We see the dynamics of projection—when it seems easier to outsource the intensity of feelings and responsibilities than to deal with them ourselves. Perhaps I would get more page views, shares and retweets if I simply attacked both authors instead of  exploring my own insecurities, fears, and guilt; instead of wondering what my reactions to these writings say about me, as if both authors were simply dream characters in my own dream, reflecting my own unconscious battles.

When I do check my reactions, I see that I have work to do—until I can respond to each of these points of view with the legendary Love of God, like the Dalai Llama or Nelson Mandela or a historical Saint, I can continue to grow and peel away layers of my ego, undoing attachment and habituation.
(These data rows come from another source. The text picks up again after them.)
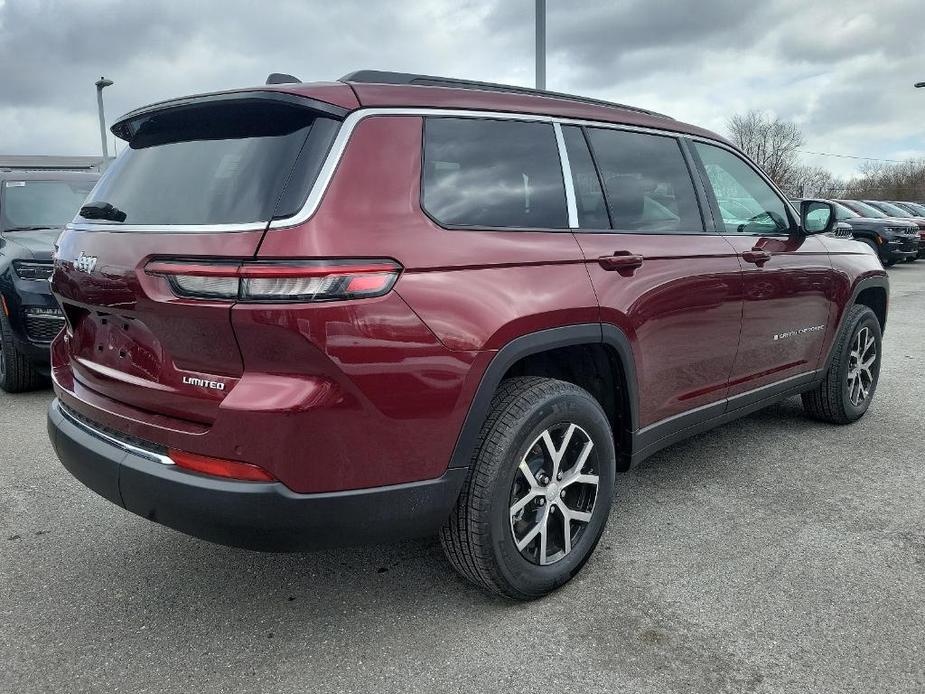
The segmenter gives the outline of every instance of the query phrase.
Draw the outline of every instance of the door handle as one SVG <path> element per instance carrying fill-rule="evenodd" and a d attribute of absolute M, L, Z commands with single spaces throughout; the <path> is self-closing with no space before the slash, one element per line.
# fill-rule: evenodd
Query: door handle
<path fill-rule="evenodd" d="M 754 263 L 758 267 L 761 267 L 766 262 L 768 262 L 770 259 L 771 259 L 771 254 L 768 253 L 767 251 L 753 249 L 750 251 L 742 252 L 742 260 L 744 260 L 746 263 Z"/>
<path fill-rule="evenodd" d="M 602 255 L 597 259 L 598 265 L 605 270 L 617 272 L 621 270 L 635 270 L 642 267 L 643 257 L 628 251 L 617 251 L 613 255 Z"/>

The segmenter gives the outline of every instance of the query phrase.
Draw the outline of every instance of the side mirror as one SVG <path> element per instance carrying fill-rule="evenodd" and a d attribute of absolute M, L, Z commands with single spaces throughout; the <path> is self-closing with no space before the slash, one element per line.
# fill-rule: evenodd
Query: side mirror
<path fill-rule="evenodd" d="M 821 200 L 800 203 L 800 226 L 804 234 L 827 234 L 835 228 L 835 205 Z"/>

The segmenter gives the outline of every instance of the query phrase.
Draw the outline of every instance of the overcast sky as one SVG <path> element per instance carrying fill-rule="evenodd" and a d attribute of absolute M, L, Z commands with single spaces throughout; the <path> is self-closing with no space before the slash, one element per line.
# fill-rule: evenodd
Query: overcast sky
<path fill-rule="evenodd" d="M 925 156 L 925 0 L 548 0 L 547 86 L 723 132 L 760 108 L 807 151 Z M 360 68 L 533 83 L 533 0 L 0 0 L 0 154 L 96 154 L 173 96 Z M 860 162 L 805 155 L 848 175 Z"/>

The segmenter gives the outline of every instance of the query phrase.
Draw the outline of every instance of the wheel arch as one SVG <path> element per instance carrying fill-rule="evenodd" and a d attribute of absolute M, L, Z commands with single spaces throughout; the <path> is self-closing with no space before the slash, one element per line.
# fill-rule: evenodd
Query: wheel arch
<path fill-rule="evenodd" d="M 566 359 L 570 357 L 570 359 Z M 508 376 L 546 375 L 576 383 L 601 403 L 618 444 L 618 469 L 627 469 L 638 428 L 638 390 L 629 338 L 617 327 L 582 323 L 528 333 L 492 358 L 469 404 L 449 467 L 468 467 L 498 385 Z M 608 379 L 619 379 L 608 389 Z M 613 397 L 609 397 L 610 395 Z"/>
<path fill-rule="evenodd" d="M 889 291 L 885 285 L 870 284 L 860 287 L 854 294 L 853 304 L 861 304 L 870 308 L 880 321 L 880 330 L 886 330 L 887 307 L 889 305 Z"/>
<path fill-rule="evenodd" d="M 835 331 L 832 344 L 829 345 L 829 353 L 826 356 L 822 372 L 828 370 L 835 355 L 835 347 L 838 343 L 838 335 L 844 329 L 845 318 L 848 315 L 848 309 L 855 304 L 869 307 L 880 321 L 880 330 L 886 331 L 886 319 L 889 312 L 890 303 L 890 280 L 886 273 L 862 277 L 859 279 L 851 290 L 850 298 L 842 306 L 841 315 L 838 318 L 838 329 Z"/>

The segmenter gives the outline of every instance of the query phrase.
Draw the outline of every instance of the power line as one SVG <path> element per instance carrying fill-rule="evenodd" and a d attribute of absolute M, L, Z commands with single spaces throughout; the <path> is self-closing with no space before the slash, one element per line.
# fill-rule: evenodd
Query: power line
<path fill-rule="evenodd" d="M 800 154 L 813 154 L 817 157 L 838 157 L 839 159 L 863 159 L 864 161 L 885 161 L 890 164 L 905 164 L 908 160 L 901 159 L 877 159 L 876 157 L 858 157 L 853 154 L 833 154 L 832 152 L 809 152 L 805 149 L 797 150 Z"/>

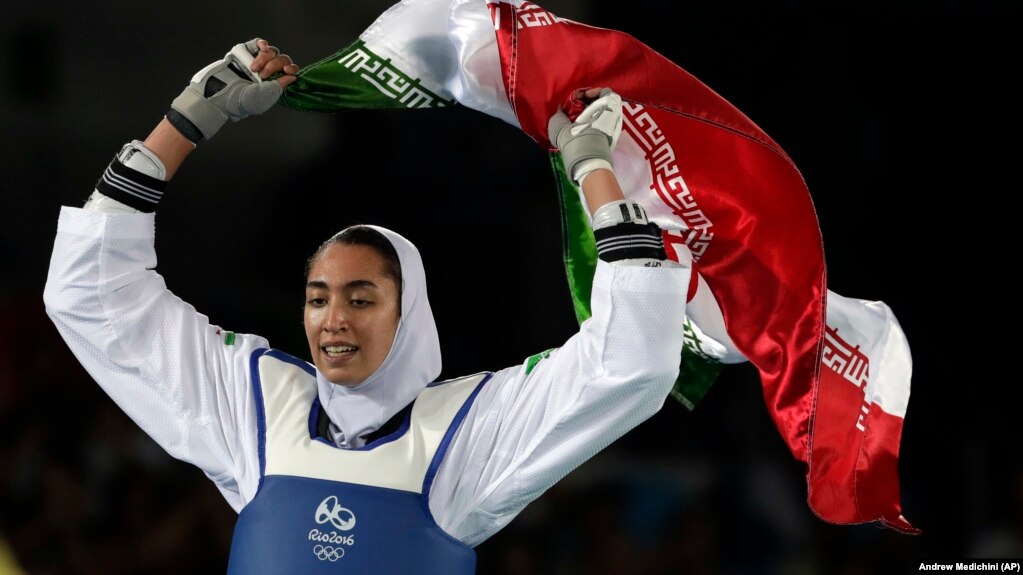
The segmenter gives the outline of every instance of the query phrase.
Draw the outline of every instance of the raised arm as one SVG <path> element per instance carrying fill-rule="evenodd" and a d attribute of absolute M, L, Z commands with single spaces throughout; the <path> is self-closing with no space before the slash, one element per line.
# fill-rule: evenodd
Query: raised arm
<path fill-rule="evenodd" d="M 596 99 L 574 122 L 556 113 L 550 134 L 592 214 L 593 315 L 560 348 L 494 374 L 452 443 L 430 508 L 471 545 L 656 413 L 678 376 L 690 262 L 665 259 L 660 230 L 615 177 L 620 98 L 584 97 Z"/>
<path fill-rule="evenodd" d="M 247 57 L 237 56 L 242 50 Z M 278 71 L 285 75 L 256 80 Z M 197 73 L 149 137 L 121 149 L 86 207 L 61 210 L 43 296 L 97 383 L 168 453 L 213 478 L 236 509 L 258 476 L 248 358 L 267 342 L 211 325 L 167 289 L 154 270 L 153 212 L 198 142 L 272 107 L 295 71 L 252 41 Z"/>
<path fill-rule="evenodd" d="M 170 180 L 178 171 L 185 158 L 195 149 L 201 139 L 210 139 L 227 120 L 238 121 L 246 116 L 262 114 L 277 103 L 288 84 L 296 80 L 298 66 L 287 55 L 280 52 L 266 40 L 250 41 L 247 50 L 256 51 L 254 57 L 245 58 L 241 53 L 242 65 L 260 79 L 282 72 L 281 76 L 268 83 L 253 84 L 252 78 L 243 78 L 231 69 L 234 62 L 214 62 L 200 70 L 192 82 L 171 104 L 171 111 L 157 124 L 143 144 L 163 162 Z M 237 48 L 231 55 L 239 54 Z M 251 61 L 250 61 L 251 60 Z M 221 69 L 211 70 L 211 66 Z M 225 81 L 226 78 L 226 81 Z M 222 82 L 225 87 L 211 97 L 204 97 L 210 84 Z M 232 83 L 236 89 L 229 90 Z M 274 87 L 274 83 L 280 89 Z"/>
<path fill-rule="evenodd" d="M 578 97 L 588 105 L 575 121 L 558 110 L 547 129 L 561 150 L 565 171 L 582 189 L 598 256 L 606 262 L 660 267 L 665 259 L 661 230 L 637 202 L 625 199 L 611 161 L 622 132 L 622 99 L 610 88 L 591 88 Z"/>

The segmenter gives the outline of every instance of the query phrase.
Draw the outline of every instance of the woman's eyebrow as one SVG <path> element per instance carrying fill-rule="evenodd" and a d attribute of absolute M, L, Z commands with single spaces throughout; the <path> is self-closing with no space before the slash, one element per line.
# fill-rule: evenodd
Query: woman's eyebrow
<path fill-rule="evenodd" d="M 377 284 L 375 284 L 375 283 L 373 283 L 373 282 L 371 282 L 369 280 L 352 280 L 352 281 L 350 281 L 350 282 L 345 284 L 345 288 L 346 289 L 361 288 L 361 287 L 377 288 L 379 286 L 377 286 Z"/>
<path fill-rule="evenodd" d="M 323 280 L 309 280 L 306 282 L 305 287 L 312 289 L 330 289 L 330 286 L 327 285 L 327 282 Z M 345 289 L 360 287 L 379 288 L 380 286 L 369 280 L 352 280 L 344 285 Z"/>

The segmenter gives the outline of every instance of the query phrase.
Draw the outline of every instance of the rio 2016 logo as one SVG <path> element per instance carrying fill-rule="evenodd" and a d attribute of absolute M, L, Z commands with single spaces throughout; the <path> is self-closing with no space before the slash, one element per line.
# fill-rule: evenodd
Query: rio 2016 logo
<path fill-rule="evenodd" d="M 327 496 L 320 502 L 320 505 L 316 508 L 316 513 L 313 515 L 313 519 L 316 520 L 318 525 L 330 523 L 338 531 L 351 531 L 355 527 L 355 514 L 352 513 L 351 509 L 342 507 L 336 495 Z M 345 549 L 341 545 L 355 544 L 354 534 L 343 535 L 337 531 L 322 532 L 319 529 L 309 531 L 308 539 L 317 543 L 337 545 L 337 547 L 314 545 L 313 554 L 320 561 L 337 561 L 345 555 Z"/>

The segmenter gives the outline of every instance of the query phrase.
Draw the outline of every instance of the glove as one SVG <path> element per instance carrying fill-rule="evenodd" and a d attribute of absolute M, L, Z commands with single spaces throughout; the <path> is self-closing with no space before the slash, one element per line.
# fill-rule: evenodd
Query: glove
<path fill-rule="evenodd" d="M 580 185 L 593 170 L 613 171 L 611 151 L 621 133 L 622 98 L 611 88 L 601 90 L 574 123 L 560 109 L 547 122 L 551 143 L 561 150 L 565 169 Z"/>
<path fill-rule="evenodd" d="M 278 82 L 264 82 L 249 69 L 259 54 L 257 40 L 235 44 L 222 60 L 196 72 L 174 98 L 167 119 L 185 137 L 193 142 L 209 140 L 228 120 L 262 114 L 280 99 L 284 88 Z"/>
Yet I also see cause to celebrate. I could have gotten caught up in either point of view and responded to other with righteous indignation, asserting the absolute truth of one position and the absolute idiocy of the other. Yet I choose to see that they’re both somewhat right and somewhat partial, and I think this is a marker of progress. Furthermore, I decided to write this article when I could have stayed silent, or kept my thoughts just to a few close friends. I may receive a lot of flak, or I may receive silence, but I can celebrate my own willingness to speak out in a way which I value.

And I imagine that this idea of having work to do and celebrating what is could be extended to the world at large. These articles show us all that we certainly have work to do, in our actions, our mindsets, the way we converse and especially the systems which unconsciously reward certain types of people more than others in ways that do not serve the whole. Yet they also give us a reason to celebrate. We are having these discussions, and while I want them to go deeper, they are a hell of a lot deeper than the discussions we were having fifty years ago, a hundred years ago, or a thousand years ago. We have a long way to go, and we have to keep moving, yet we deserve to work with a smile and a sense of pride at how far we have come. 

 


 

[1]I also question the origin of this desire to “make a better world,” as I think it secretly has more to do with a personal desire for value and a hedge against mortality.

[2] In Integral terminology, the first is the green / pluralist thinker who astutely recognizes the collective quadrants (LL and LR), which the orange / achiever Time author seems to ignore. The second utilizes the phrase “check your privilege” in an amber / conformist way to shame the braggart, place them in a particular group which they may or may not belong to in reality, and generally fails to acknowledge the true merits of their individual character.

[3] In Integral philosophy you can see this as reducing the individual interior (UL) to the collective (LL) instead of honoring their mutual arising.